Not that I think religion is a spandrel – or an adaptation. Frankly, I think most of the people who try to say that religion is a spandrel don’t even know what the term actually means…
Posted by G Felis | March 18, 2009, 7:56 pm[quote]
Michael Shermer proposed that magical thinking was a spandrel and was a necessary product of rational thought that comes to the fore when uncertainties arise in the absence of proven scientific explanations.
…
Does man possess spirituality as a result of natural selection because it had survival value, or is spirituality a spandrel? it is difficult to give a definitive answer, however, since spirituality has a strong genetic component, and since it is one of the most enduring and universal of human traits, and since much of spirituality appears to be associated with a specific brain structure, the temporal lobes…
[/quote]
Did Man Create God? by David E. Comings
Yeah. That’s where I came across that idea.
Posted by Watcher | March 18, 2009, 8:34 pmWatcher: “Neandertal burials have been found that seem to indicate a rudimentary type of religion and specifically a belief in an afterlife. I don’t think it’s that far fetched.”
Hm.
I’m wrong about all kinds of things when it comes to early hominids, but I’d been under the impression that most ‘life after death’ myths and burial rituals were more or less a direct result from the old myth of spontaneous generation – where people saw maggots, bacteria, fungi, etc appear to ‘spontaneously’ erupt from dead things and thereby falsely attributed death as giving rise to new life?
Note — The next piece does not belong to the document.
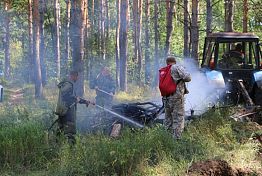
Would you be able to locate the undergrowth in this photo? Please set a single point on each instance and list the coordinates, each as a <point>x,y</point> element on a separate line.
<point>26,149</point>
Posted by Kevin R Brown | March 18, 2009, 10:47 pm1. Just to show you that the same story can be reported in two entirely different way, see the following:
http://www.christianpost.com/Education/Polls_reports/2009/03/highly-religious-patients-fight-to-live-longer-18/index.html
http://strangeherring.wordpress.com/2009/03/19/religious-cling-to-life-longer-want-to-make-sure-their-tithes-remain-tax-deductible/
2. Kevin Brown writes:
“I’m wrong about all kinds of things when it comes to early hominids, but I’d been under the impression that most ‘life after death’ myths and burial rituals were more or less a direct result from the old myth of spontaneous generation – where people saw maggots, bacteria, fungi, etc appear to ‘spontaneously’ erupt from dead things and thereby falsely attributed death as giving rise to new life?”
Did you ever see a dog, a cat or even a fish come back to life? I thought not. And who wants to be reborn as a maggot, anyway?